Google’s seemingly endless war with publishers is set to continue as they now face “antitrust complaints” in Germany from newspaper and magazine publishers who want the company to pay them for using article snippets in its web news service and search results.
A statement from Google revealed that the very Bond-sounding German Federal Cartel Office had also informed it of separate but related complaints from a Microsoft subsidiary, Ciao, and a Berlin-based online mapping company, Euro-Cities.
“This is a fact-finding exercise, and we have been asked to provide the authority with our views,” Kay Oberbeck, a Google spokesman, said. “We are happy to explain our products and business practices, and we of course comply with German and European law.”
The New York Times noted that Google says it helps publishers make money on the web by directing traffic their way and by selling advertising through partnership programs.
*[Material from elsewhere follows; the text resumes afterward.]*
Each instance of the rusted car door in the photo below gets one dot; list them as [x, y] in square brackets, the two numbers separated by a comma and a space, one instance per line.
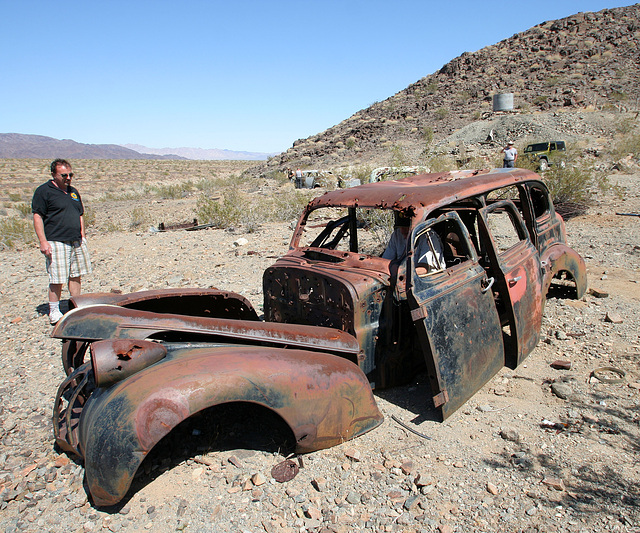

But Hans-Joachim Fuhrmann, a spokesman for the German Newspaper Publishers Association, said the websites of all German newspapers and magazines together barely eke out €100 million in ad revenue, while Google generates €1.2 billion from search advertising in Germany.
“The publishers also complained about what they see as a lack of transparency in the way Google presents search results and news snippets in its Google News service, saying the company was manipulating the results to help maintain its strong position,” said the report. The complaints are the latest in a series of potential regulatory headaches for Google in Europe.
In Italy, antitrust authorities raided Google’s offices in Milan last summer, while in Belgium, a publishers’ group called Copiepresse went to court to block Google News from linking to some newspaper websites, saying the newspapers were getting little or no benefit from the links.
Fuhrmann said German publishers did not want to pull their websites out of Google News or the search engine, adding that they did not see the company as an enemy.
“We need Google for the traffic,” he said. “But Google is a giant, a monopolist, and you cannot afford not to play along.”